Geopolitical connotation
- The term “Global South” is not geographical. In fact, the Global South’s two largest countries – China and India – lie entirely in the Northern Hemisphere.
- Rather, its usage denotes a mix of political, geopolitical, and economic commonalities between nations.
- Countries in the Global South were mostly at the receiving end of imperialism and colonial rule, with African countries as perhaps the most visible example of this.
Economic Shift
- Since the turn of the 21st century, a “shift in wealth,” as the World Bank has referred to it, from the North Atlantic to Asia Pacific has upended much of the conventional wisdom on where the world’s riches are being generated.
- By 2030 it is projected that three of the four largest economies will be from the Global South – with the order being China, India, the United States, and Indonesia.
- Already the GDP in terms of purchasing power of the Global South-dominated BRICS nations – Brazil, Russia, India, China and South Africa – surpasses that of the Global North’s G7 club.

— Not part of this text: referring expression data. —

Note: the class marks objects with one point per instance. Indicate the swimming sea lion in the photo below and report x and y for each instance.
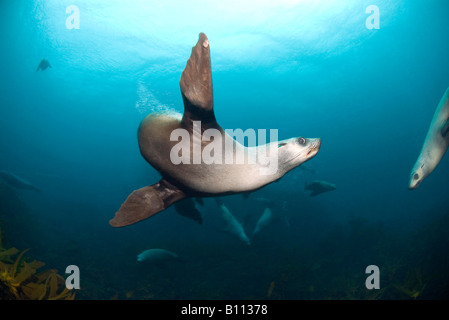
(230, 223)
(435, 144)
(317, 187)
(187, 175)
(43, 65)
(156, 256)
(16, 181)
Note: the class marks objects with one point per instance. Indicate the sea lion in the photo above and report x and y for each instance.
(156, 256)
(317, 187)
(193, 177)
(268, 219)
(435, 144)
(43, 65)
(16, 181)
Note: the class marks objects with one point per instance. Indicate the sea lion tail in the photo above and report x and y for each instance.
(146, 202)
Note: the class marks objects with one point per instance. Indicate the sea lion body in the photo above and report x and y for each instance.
(435, 144)
(196, 157)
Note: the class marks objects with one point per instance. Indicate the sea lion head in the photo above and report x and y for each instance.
(295, 151)
(417, 176)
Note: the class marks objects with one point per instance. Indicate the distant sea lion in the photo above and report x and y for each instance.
(317, 187)
(156, 256)
(230, 223)
(435, 144)
(198, 178)
(268, 219)
(43, 65)
(16, 181)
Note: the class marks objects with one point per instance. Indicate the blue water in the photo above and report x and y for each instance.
(306, 68)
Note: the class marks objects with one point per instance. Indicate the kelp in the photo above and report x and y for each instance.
(19, 279)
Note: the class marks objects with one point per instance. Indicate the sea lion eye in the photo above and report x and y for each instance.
(281, 144)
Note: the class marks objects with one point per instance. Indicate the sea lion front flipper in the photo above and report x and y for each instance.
(196, 86)
(146, 202)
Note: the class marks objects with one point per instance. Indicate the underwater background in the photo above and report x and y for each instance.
(306, 68)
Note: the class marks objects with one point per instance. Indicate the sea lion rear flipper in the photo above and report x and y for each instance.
(445, 129)
(146, 202)
(196, 86)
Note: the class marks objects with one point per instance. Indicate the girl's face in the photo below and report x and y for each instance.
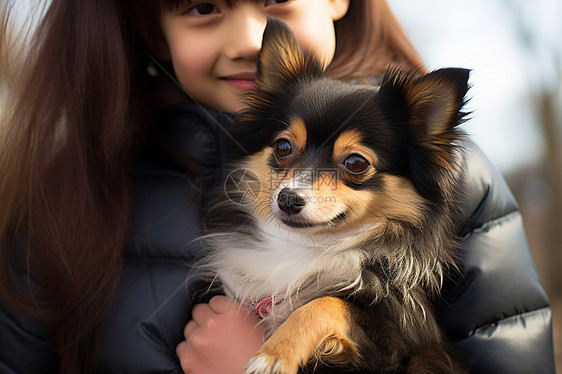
(213, 47)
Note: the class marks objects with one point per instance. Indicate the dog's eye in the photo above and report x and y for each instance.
(283, 148)
(356, 164)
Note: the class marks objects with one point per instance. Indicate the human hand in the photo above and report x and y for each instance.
(220, 339)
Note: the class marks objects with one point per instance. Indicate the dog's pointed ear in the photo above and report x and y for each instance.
(433, 104)
(282, 60)
(434, 100)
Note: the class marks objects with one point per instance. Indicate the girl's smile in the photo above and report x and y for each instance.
(241, 81)
(213, 45)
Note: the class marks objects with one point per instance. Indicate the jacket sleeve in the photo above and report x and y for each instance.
(25, 343)
(498, 315)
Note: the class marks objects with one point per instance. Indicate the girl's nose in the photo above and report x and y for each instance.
(245, 32)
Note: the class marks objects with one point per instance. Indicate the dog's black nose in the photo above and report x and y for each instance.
(290, 202)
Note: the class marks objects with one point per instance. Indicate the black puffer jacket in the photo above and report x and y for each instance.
(497, 312)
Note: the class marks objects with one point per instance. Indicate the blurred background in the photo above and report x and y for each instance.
(514, 48)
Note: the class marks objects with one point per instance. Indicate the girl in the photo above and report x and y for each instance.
(105, 165)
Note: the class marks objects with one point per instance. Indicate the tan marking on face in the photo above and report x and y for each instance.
(348, 143)
(398, 200)
(319, 329)
(296, 132)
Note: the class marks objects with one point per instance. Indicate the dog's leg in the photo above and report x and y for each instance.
(318, 330)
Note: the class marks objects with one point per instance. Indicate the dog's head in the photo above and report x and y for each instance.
(330, 155)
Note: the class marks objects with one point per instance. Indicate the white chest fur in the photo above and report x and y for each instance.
(287, 264)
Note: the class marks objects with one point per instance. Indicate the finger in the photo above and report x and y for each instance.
(181, 351)
(201, 313)
(189, 329)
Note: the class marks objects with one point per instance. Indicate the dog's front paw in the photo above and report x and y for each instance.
(263, 363)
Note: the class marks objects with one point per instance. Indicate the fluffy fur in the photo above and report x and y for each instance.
(340, 211)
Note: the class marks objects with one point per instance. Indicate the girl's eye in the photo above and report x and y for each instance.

And there are now more billionaires in Beijing than in New York City.
- This economic shift has gone hand in hand with enhanced political visibility. Countries in the Global South are increasingly asserting themselves on the global scene – be it China’s brokering of Iran and Saudi Arabia’s rapprochement or Brazil’s attempt to push a peace plan to end the war in Ukraine.
- This shift in economic and political power has led experts in geopolitics political scientist Oliver Stuenkel, have began talking about a “post-Western world.”
- The Global South is flexing political and economic muscles that the “developing countries” and the “Third World” never had.
PRACTICE QUESTION
Q. Countries in the Global South are increasingly asserting themselves on the global scene and the Global South is flexing political and economic muscles that the “developing countries” and the “Third World” never had. Comment.